The Conners questionnaire will also have gone to school and the teachers' observations will be collected in the same way as yours. It can seem painfully slow to get results and appointments at clinic. We too find that parents get quicker results by going to their GP than by the relatively slower process of referring through school's outside agency support teams. Where the parents are willing and able to go via the GP we encourage this.

 

If you ask to speak to the SEN team at your son's school they should be able to tell you what they are doing there to support him. For example, each child with SEN will be at one of the three stages on the SEN code of practice - either School Action (getting some type of extra help within school), School Action Plus (help in school plus advice sought from outside agencies and the agencies may be working with the child) or the Statement others here have mentioned.

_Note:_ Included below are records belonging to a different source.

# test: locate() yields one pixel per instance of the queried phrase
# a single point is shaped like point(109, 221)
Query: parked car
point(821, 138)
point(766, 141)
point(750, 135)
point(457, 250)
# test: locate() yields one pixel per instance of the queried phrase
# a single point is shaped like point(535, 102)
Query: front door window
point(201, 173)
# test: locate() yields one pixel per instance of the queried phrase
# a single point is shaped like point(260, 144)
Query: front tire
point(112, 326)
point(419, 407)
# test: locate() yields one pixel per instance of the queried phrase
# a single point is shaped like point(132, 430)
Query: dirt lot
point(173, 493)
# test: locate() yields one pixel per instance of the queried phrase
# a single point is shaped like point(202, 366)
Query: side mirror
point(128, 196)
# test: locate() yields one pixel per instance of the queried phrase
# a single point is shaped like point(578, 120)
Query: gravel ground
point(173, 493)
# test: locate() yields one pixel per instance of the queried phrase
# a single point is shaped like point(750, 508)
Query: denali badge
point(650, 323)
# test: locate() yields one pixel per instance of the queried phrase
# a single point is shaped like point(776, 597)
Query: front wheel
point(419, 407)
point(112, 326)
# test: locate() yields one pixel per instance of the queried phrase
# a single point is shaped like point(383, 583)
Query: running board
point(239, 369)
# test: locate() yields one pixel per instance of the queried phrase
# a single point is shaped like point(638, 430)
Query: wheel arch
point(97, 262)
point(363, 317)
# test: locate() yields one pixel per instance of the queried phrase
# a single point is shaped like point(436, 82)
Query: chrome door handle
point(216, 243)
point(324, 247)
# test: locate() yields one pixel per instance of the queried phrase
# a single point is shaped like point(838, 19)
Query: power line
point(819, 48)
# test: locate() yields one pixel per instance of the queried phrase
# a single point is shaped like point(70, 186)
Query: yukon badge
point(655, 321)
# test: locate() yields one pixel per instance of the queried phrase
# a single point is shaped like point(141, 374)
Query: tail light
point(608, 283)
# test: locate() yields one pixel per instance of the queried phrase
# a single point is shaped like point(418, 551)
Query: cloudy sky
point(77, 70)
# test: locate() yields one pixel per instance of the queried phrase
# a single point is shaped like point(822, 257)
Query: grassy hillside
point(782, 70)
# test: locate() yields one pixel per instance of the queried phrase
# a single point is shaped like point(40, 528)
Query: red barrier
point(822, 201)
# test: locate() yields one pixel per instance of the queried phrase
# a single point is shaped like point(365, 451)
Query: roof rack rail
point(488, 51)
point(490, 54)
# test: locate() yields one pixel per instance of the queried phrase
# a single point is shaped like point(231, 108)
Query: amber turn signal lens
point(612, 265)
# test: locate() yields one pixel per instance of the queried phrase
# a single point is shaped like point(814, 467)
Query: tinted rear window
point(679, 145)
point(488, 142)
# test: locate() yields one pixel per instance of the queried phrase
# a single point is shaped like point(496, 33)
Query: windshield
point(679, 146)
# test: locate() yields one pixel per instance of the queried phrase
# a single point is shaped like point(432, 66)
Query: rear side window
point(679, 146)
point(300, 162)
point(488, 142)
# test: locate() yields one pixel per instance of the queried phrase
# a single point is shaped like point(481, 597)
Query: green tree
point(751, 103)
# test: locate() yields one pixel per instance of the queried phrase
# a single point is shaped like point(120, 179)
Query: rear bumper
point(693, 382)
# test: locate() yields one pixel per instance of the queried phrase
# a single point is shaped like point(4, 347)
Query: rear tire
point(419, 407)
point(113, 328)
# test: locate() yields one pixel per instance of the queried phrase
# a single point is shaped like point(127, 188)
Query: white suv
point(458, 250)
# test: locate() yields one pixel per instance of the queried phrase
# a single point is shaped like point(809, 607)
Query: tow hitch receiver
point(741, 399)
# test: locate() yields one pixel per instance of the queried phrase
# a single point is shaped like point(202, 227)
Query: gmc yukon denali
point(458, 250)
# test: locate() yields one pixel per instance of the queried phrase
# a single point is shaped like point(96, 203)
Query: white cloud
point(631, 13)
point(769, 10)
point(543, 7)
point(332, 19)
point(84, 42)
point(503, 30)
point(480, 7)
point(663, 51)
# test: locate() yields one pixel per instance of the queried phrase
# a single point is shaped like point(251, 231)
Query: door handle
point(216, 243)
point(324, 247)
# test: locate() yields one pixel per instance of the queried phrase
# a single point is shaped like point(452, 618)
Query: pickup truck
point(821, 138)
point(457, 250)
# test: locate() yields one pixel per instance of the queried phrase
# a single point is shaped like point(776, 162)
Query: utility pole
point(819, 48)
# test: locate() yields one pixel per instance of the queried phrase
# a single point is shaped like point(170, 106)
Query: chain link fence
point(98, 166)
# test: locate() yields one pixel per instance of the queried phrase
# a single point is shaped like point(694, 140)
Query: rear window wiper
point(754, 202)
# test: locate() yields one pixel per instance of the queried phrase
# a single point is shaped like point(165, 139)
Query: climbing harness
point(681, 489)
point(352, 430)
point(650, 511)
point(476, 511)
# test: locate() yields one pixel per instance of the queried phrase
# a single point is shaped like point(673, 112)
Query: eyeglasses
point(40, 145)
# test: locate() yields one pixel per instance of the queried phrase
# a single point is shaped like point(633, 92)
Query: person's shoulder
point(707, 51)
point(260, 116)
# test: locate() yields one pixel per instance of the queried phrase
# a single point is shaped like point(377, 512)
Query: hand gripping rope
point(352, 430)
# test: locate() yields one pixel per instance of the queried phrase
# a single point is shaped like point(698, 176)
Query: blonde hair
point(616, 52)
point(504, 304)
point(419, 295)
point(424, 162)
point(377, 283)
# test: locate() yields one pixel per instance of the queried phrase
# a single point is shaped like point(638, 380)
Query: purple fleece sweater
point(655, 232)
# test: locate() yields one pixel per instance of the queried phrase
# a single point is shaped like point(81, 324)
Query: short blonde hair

If school also have concerns about his progress there should be evidence of the support they have tried and he may have an Individual Education Plan describing the extra help they have been giving and the progress he has made.

 

It's very difficult to say what school should be doing without knowing your son, but if you have an open dialogue with the SENCO you will be able to talk about your concerns and see how they view him in school. Janty's advice is very wise - parents and teachers working together is definitely the best tactic.

 

I would suggest you consider all the advice you will receive over the coming months, even if you don't initially like what you hear. Some of it may seem to contradict what you expected, or think your son may need, or hoped would be available. Janty's son, like many students on the Code of Practice, copes with relatively little direct support in school (although I recognise he is quite a bit older). Also her reaction to the idea of medication is one we commonly hear from parents and always respect - I'm a parent too and wouldn't medicate my child without being sure it was the right thing to do. Some children don't really benefit, but other families find that it is a real godsend and allows their child to cope far better than they did without the meds.

 

We have over 350 students on our school SEN register and only about 30 have statements. Most cope well with differentiation and support from their mainstream teachers and some need further support from the Learning Support base, a few are supported by visiting outside agencies. Only those who really won't cope without LSA support reach the stage of Statutory Assessment for a statement. If your son progresses to this stage then there is a strict time limit by which the LEA must respond. I'd advise you to talk to your SENCO about whether your son is likely to need this type of support; it may be he never will, or only will for a while.

 

If you'd like an ally to guide you through the whole process and help if you need to have a difficult discussion with school, each local council has a 'Parent Partnership' who advise and support parents of children with SEN. You should be able to contact them through your council website.

 

Sorry to have rambled on a bit and I hope you haven't heard all this before!